‘Road authorities not doing their job, traffic engineering is need of the hour’
HT Interviews Dr Rohit Baluja, president, Institute of Road Traffic Education, New Delhi.india Updated: May 29, 2013 01:29 IST
Interview | Dr Rohit Baluja, president, Institute of Road Traffic Education, New Delhi
What can be done to ensure smooth traffic in an urban setting like Gurgaon?
Traffic engineering is a science which almost all developed countries have used in managing and controlling traffic. In India, and let us take Gurgaon as an example, there is no such concept. Road authorities are not doing this job and the traffic police, by default, is made to do it without the knowledge and expertise.
Gurgaon is a city of daily migrants. How does one create traffic sense in a population that does not have long-term interests in the city?
Migrants and residents all behave in the same manner. The governments are solely responsible. Firstly, roads are not traffic-engineered in a manner that users can obey laws in entirety — most require road signs. Road markings and signals are either missing or not as per the standards. People get a driver’s licence without basic knowledge of traffic rules, the police do not receive training in traffic enforcement and don’t have a strategy to reduce traffic violations. In a free-for-all society, all people behave in the same manner.
Gurgaon has five expressways, more than any of its neighbouring metros. How does this pose characteristic challenges for authorities?

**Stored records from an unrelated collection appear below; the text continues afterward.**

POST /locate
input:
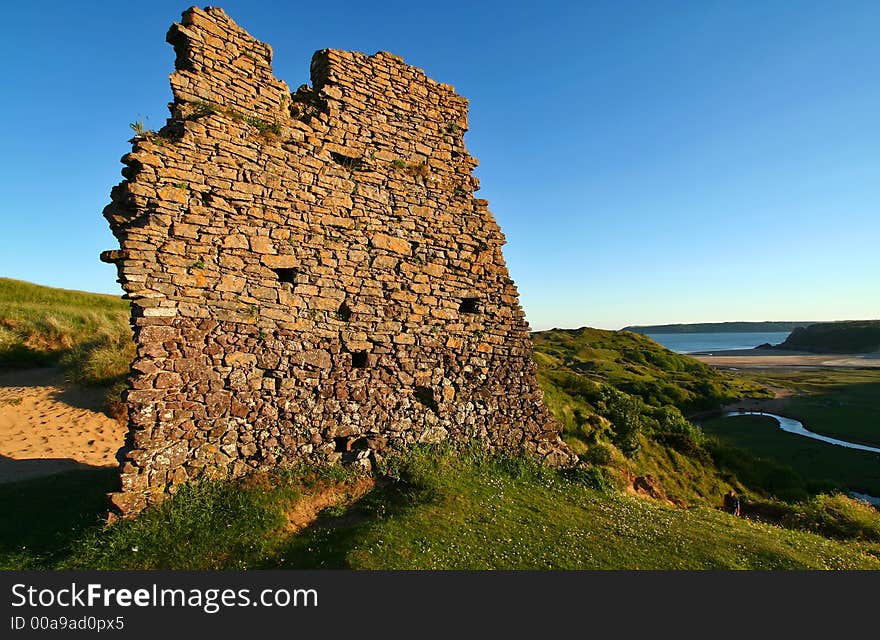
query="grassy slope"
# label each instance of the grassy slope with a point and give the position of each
(86, 333)
(637, 365)
(814, 464)
(718, 327)
(576, 365)
(841, 403)
(432, 510)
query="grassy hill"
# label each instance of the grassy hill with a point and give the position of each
(622, 399)
(430, 509)
(858, 336)
(86, 333)
(717, 327)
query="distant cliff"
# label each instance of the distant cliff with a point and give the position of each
(857, 336)
(718, 327)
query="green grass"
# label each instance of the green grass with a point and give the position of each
(787, 465)
(841, 403)
(433, 509)
(88, 334)
(637, 365)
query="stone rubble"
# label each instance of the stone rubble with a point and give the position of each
(310, 274)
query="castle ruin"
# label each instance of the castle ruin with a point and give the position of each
(310, 274)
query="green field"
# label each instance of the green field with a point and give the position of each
(430, 510)
(817, 465)
(841, 403)
(87, 334)
(621, 398)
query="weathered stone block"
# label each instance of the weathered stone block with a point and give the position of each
(300, 277)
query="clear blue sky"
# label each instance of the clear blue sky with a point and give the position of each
(649, 162)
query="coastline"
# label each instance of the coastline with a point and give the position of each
(778, 358)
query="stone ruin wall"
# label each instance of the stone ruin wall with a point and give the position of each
(310, 274)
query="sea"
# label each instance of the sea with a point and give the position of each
(692, 342)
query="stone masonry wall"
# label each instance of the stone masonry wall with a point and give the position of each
(310, 275)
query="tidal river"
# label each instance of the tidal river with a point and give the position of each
(797, 427)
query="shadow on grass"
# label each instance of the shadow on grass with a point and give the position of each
(326, 543)
(42, 516)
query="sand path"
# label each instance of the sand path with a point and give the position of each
(48, 426)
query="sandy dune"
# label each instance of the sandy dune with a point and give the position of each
(48, 426)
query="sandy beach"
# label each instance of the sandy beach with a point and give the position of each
(48, 426)
(775, 359)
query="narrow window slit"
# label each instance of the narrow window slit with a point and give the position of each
(286, 275)
(359, 359)
(469, 305)
(354, 164)
(425, 395)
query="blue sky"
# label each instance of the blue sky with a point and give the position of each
(649, 162)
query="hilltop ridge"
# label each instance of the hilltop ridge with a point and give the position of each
(718, 327)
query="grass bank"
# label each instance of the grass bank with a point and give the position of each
(435, 510)
(88, 334)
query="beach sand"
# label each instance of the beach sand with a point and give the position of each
(48, 426)
(774, 358)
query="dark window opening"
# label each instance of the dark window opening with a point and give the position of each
(286, 275)
(354, 164)
(469, 305)
(359, 359)
(425, 395)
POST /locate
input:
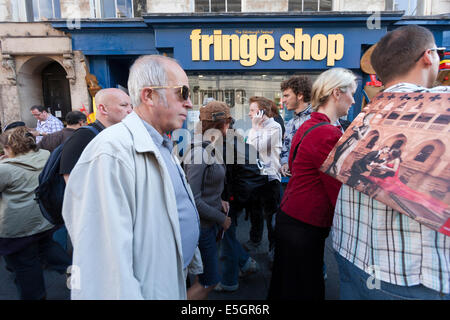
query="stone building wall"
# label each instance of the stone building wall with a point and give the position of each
(26, 49)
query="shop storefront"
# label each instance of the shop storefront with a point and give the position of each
(233, 57)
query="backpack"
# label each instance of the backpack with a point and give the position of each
(50, 192)
(244, 175)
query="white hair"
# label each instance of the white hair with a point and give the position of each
(147, 71)
(328, 81)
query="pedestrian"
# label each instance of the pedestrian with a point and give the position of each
(413, 260)
(46, 122)
(112, 106)
(306, 212)
(207, 180)
(242, 179)
(127, 206)
(265, 136)
(296, 97)
(74, 120)
(25, 235)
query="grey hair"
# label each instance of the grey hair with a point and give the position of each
(149, 70)
(328, 81)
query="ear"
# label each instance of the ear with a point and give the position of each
(101, 108)
(336, 93)
(426, 58)
(147, 96)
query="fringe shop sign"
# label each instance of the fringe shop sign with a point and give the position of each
(248, 46)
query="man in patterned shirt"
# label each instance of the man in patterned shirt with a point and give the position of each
(296, 96)
(382, 253)
(47, 123)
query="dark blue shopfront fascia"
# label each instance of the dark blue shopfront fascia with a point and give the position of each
(236, 43)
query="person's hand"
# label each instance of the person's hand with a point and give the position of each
(35, 133)
(285, 170)
(258, 119)
(226, 224)
(225, 206)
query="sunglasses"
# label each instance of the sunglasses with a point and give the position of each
(184, 90)
(440, 51)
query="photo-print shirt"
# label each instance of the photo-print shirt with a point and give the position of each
(368, 233)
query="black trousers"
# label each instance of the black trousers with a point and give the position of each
(263, 205)
(298, 265)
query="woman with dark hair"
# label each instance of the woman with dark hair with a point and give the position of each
(205, 173)
(345, 148)
(306, 212)
(25, 235)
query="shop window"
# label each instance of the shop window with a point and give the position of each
(112, 8)
(393, 116)
(310, 5)
(372, 142)
(22, 11)
(424, 154)
(46, 9)
(411, 7)
(397, 144)
(442, 120)
(424, 117)
(218, 6)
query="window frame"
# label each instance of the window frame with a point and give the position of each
(318, 6)
(210, 6)
(97, 12)
(39, 10)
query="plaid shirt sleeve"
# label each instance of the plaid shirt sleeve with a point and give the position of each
(368, 233)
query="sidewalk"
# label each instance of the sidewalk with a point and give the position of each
(253, 287)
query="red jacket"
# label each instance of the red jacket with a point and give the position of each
(311, 195)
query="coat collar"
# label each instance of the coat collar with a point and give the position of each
(143, 142)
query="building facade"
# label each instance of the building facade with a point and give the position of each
(59, 52)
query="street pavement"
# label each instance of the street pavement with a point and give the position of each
(253, 287)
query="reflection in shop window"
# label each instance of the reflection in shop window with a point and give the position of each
(46, 9)
(372, 142)
(393, 116)
(397, 144)
(310, 5)
(424, 117)
(112, 8)
(443, 120)
(424, 154)
(218, 6)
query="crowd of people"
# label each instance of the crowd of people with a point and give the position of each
(143, 222)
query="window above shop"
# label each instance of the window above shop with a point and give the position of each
(112, 8)
(218, 6)
(35, 10)
(310, 5)
(411, 7)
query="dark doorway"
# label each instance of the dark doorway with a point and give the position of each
(56, 90)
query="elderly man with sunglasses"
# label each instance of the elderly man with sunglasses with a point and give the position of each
(128, 208)
(410, 260)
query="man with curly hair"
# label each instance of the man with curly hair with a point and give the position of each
(296, 96)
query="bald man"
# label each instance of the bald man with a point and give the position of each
(112, 106)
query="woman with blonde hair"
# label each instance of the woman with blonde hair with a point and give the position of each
(306, 212)
(25, 235)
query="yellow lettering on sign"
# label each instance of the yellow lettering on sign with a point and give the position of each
(207, 41)
(319, 47)
(233, 42)
(288, 50)
(195, 44)
(302, 45)
(250, 45)
(266, 46)
(217, 45)
(335, 48)
(248, 50)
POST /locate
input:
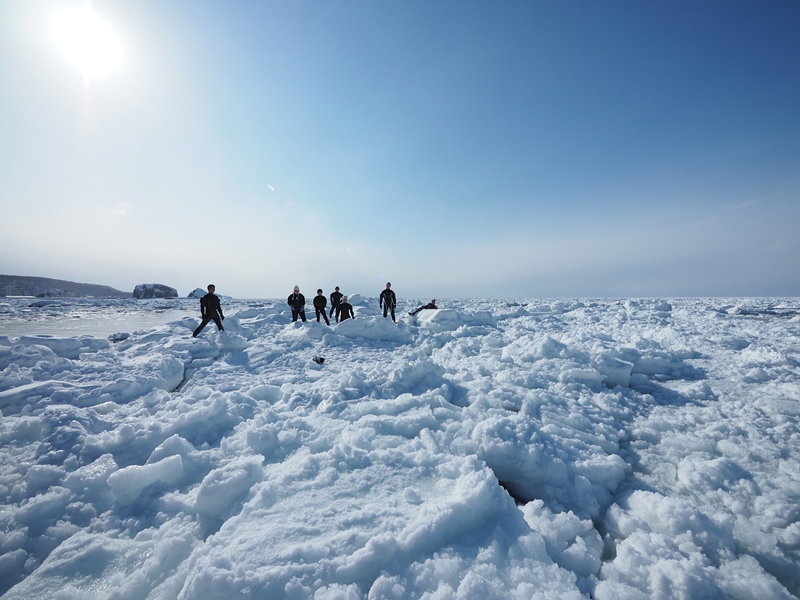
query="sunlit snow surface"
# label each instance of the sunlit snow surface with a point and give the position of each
(490, 449)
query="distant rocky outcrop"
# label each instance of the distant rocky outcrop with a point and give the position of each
(24, 285)
(154, 290)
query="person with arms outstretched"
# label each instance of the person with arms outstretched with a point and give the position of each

A city like Gurgaon, which is the most important constituent of the National Capital Region, needs to have a traffic management centre with an inclusive traffic engineering wing where officials of the transport, road, police, planning and health department are involved. The National Highway Authority of India built NH-8 without actually keeping the real-time needs of Gurgaon in context. Development is happening without consideration of traffic and transport planning. Houses, malls and multi-storeyed complexes are sanctioned first and transport planning is the last to follow.
The number of traffic policemen has decreased. How will this impact safety?

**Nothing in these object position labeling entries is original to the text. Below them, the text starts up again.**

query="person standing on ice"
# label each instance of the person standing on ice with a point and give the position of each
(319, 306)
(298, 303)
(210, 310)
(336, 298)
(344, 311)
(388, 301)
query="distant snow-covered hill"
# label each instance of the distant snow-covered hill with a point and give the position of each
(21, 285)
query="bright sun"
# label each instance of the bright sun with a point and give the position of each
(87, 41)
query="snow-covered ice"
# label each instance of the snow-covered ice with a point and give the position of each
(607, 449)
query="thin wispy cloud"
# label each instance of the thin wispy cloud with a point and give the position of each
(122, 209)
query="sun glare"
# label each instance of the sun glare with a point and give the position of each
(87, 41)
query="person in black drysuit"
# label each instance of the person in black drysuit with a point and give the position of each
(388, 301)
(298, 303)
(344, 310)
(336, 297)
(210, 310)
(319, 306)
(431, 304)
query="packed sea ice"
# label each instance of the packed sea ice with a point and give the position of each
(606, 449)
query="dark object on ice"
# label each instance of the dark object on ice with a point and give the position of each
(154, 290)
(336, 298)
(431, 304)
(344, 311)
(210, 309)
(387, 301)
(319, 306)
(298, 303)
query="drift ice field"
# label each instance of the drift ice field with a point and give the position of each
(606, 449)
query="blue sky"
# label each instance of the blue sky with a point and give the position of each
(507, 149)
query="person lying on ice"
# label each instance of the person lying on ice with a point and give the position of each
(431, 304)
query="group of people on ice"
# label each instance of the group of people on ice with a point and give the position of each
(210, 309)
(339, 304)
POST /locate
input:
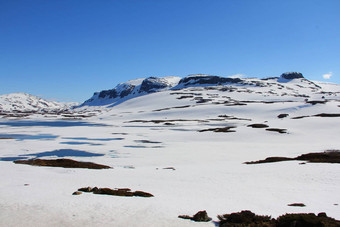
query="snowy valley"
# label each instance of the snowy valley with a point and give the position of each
(184, 140)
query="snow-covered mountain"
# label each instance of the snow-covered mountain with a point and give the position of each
(289, 85)
(131, 89)
(186, 141)
(22, 102)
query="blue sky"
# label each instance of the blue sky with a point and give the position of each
(68, 49)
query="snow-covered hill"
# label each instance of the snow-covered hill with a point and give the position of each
(289, 86)
(131, 89)
(26, 103)
(184, 142)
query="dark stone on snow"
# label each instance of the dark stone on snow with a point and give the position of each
(127, 91)
(282, 115)
(206, 79)
(126, 192)
(108, 93)
(258, 126)
(152, 84)
(291, 75)
(200, 216)
(63, 162)
(297, 205)
(329, 156)
(244, 218)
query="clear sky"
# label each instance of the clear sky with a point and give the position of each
(68, 49)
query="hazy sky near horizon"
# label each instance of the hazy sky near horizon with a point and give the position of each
(67, 49)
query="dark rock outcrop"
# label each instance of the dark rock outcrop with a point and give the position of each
(282, 115)
(63, 162)
(291, 75)
(153, 84)
(126, 192)
(329, 156)
(244, 218)
(249, 219)
(200, 216)
(206, 80)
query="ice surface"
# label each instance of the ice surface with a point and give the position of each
(209, 171)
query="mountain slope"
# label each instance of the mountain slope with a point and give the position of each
(131, 89)
(21, 102)
(289, 86)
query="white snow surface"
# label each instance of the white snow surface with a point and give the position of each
(23, 102)
(209, 171)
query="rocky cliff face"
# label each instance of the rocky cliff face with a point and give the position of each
(135, 88)
(291, 75)
(206, 80)
(131, 89)
(21, 102)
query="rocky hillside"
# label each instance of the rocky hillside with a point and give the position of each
(131, 89)
(287, 86)
(25, 103)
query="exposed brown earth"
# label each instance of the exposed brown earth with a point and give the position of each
(258, 126)
(65, 163)
(249, 219)
(329, 156)
(200, 216)
(224, 129)
(126, 192)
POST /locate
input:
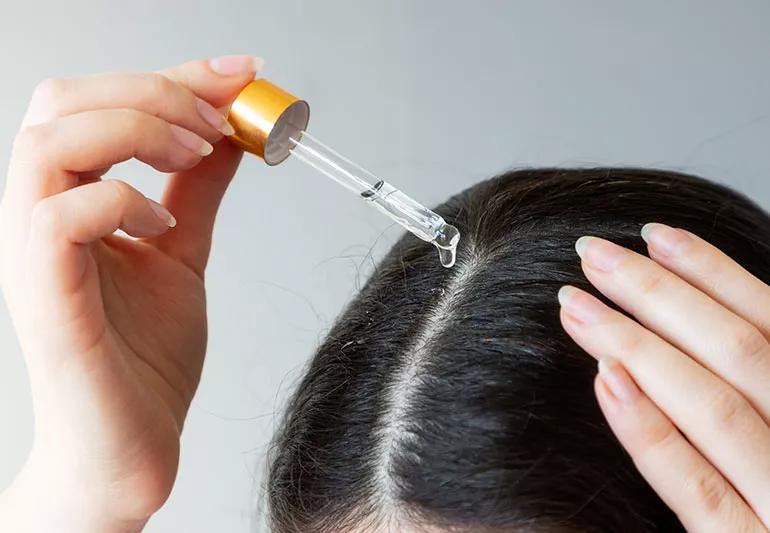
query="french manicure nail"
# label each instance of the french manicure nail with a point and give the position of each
(598, 253)
(665, 240)
(580, 305)
(162, 213)
(214, 117)
(236, 65)
(618, 380)
(191, 141)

The role of traffic police should be enforcement. It is not possible to increase police strength at the same rate as the increase in number of motor vehicles. There needs to be a coordination system with due responsibilities defined for each agency involved in traffic management.
Gurgaon lacks pedestrian walkways and cycle tracks. How can they be created without disrupting already built roads?
Our government has ignored the most important, healthy and pollution-free mode of transport — the bicycle. Developed countries like Holland, Sweden, Britain and Germany have demonstrated that bicycling is the most important need of a traffic planning system. India as a developing country needs to encourage bicycling.